# AMD AI Compute Observatory - Custom Collectors

This notebook demonstrates how to create custom data collectors for specialized profiling needs.

Â© 2026 Sudheer Ibrahim Daniel Devu. All Rights Reserved.

## Setup

In [None]:
import aaco
from aaco.collectors import BaseCollector
import time
import numpy as np

print(f"AACO version: {aaco.__version__}")

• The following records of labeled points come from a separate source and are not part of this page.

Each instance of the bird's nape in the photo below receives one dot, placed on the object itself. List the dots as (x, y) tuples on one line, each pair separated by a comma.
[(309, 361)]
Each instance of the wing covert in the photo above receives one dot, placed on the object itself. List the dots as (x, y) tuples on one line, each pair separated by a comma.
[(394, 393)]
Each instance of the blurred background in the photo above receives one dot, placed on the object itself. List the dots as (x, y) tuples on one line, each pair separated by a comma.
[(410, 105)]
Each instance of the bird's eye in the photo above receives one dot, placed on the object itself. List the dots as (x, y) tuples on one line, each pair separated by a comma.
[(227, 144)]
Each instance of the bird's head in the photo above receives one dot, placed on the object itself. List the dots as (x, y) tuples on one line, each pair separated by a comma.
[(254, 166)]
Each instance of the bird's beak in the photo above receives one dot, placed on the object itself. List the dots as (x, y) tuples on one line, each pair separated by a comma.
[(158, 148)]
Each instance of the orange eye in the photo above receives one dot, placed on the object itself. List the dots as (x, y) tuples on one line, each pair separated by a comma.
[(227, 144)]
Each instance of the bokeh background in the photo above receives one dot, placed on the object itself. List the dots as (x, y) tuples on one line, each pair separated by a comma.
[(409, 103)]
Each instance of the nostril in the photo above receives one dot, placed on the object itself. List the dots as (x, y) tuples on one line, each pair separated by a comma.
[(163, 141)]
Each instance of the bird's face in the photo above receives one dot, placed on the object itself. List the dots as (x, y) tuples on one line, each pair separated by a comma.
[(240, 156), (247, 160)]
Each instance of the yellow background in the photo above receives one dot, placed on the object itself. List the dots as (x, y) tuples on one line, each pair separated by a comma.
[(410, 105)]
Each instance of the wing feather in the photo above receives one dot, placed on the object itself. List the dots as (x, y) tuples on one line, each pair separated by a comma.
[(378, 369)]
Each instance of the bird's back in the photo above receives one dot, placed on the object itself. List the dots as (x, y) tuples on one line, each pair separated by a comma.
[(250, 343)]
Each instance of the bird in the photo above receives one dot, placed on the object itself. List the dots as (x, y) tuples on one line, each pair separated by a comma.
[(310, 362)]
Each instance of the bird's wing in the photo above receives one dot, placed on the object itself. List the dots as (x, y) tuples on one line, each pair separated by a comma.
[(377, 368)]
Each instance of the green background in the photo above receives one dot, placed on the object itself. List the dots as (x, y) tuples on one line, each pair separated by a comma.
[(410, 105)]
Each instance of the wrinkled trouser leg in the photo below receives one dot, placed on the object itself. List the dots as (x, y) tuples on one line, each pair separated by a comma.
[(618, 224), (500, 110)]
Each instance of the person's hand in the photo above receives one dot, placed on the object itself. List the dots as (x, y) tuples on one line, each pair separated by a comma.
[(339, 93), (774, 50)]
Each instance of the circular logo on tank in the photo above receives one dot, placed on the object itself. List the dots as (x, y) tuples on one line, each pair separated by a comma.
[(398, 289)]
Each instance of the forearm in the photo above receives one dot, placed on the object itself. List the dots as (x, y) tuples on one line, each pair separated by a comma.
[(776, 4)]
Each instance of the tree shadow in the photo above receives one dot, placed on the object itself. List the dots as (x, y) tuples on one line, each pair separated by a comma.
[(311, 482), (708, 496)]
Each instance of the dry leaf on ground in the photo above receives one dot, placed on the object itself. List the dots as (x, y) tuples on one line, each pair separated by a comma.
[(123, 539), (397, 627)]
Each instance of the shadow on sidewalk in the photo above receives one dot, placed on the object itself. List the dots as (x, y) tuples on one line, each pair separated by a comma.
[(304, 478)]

## The BaseCollector Interface

All collectors in AACO inherit from `BaseCollector` and implement these methods:

- `start()` - Begin data collection
- `stop()` - End data collection
- `reset()` - Clear collected data
- `get_results()` - Return collected data

In [None]:
# View the BaseCollector interface
from abc import ABC, abstractmethod

class BaseCollector(ABC):
    """Abstract base class for all data collectors."""
    
    def __init__(self):
        self._data = {}
    
    @abstractmethod
    def start(self) -> None:
        """Begin collecting data."""
        pass
    
    @abstractmethod
    def stop(self) -> None:
        """Stop collecting data."""
        pass
    
    @abstractmethod
    def reset(self) -> None:
        """Clear all collected data."""
        pass
    
    @abstractmethod
    def get_results(self) -> dict:
        """Return collected data."""
        pass

## Creating a Custom Collector

Let's create a collector that tracks CPU usage during profiling.

In [None]:
import psutil
import threading

class CPUUsageCollector(BaseCollector):
    """Collector for CPU usage metrics."""
    
    def __init__(self, interval: float = 0.1):
        """
        Initialize the CPU usage collector.
        
        Args:
            interval: Sampling interval in seconds
        """
        super().__init__()
        self.interval = interval
        self._samples = []
        self._running = False
        self._thread = None
    
    def _sample(self):
        """Background thread for sampling."""
        while self._running:
            self._samples.append({
                "timestamp": time.time(),
                "cpu_percent": psutil.cpu_percent(interval=None),
                "cpu_count": psutil.cpu_count(),
                "memory_percent": psutil.virtual_memory().percent,
            })
            time.sleep(self.interval)
    
    def start(self):
        """Start collecting CPU metrics."""
        self._running = True
        self._thread = threading.Thread(target=self._sample)
        self._thread.daemon = True
        self._thread.start()
    
    def stop(self):
        """Stop collecting CPU metrics."""
        self._running = False
        if self._thread:
            self._thread.join(timeout=1.0)
    
    def reset(self):
        """Clear all samples."""
        self._samples = []
    
    def get_results(self) -> dict:
        """Return collected CPU metrics."""
        if not self._samples:
            return {}
        
        cpu_values = [s["cpu_percent"] for s in self._samples]
        mem_values = [s["memory_percent"] for s in self._samples]
        
        return {
            "sample_count": len(self._samples),
            "cpu_mean": np.mean(cpu_values),
            "cpu_max": np.max(cpu_values),
            "cpu_min": np.min(cpu_values),
            "memory_mean": np.mean(mem_values),
            "samples": self._samples,
        }

print("CPUUsageCollector defined!")

## Using the Custom Collector

In [None]:
# Create collector instance
cpu_collector = CPUUsageCollector(interval=0.05)  # Sample every 50ms

# Start collection
cpu_collector.start()

# Simulate some CPU workload
import math
for i in range(100000):
    _ = math.sin(i) * math.cos(i)

# Stop collection
cpu_collector.stop()

# Get results
results = cpu_collector.get_results()
print(f"Samples collected: {results['sample_count']}")
print(f"CPU Usage - Mean: {results['cpu_mean']:.1f}%, Max: {results['cpu_max']:.1f}%, Min: {results['cpu_min']:.1f}%")
print(f"Memory Usage - Mean: {results['memory_mean']:.1f}%")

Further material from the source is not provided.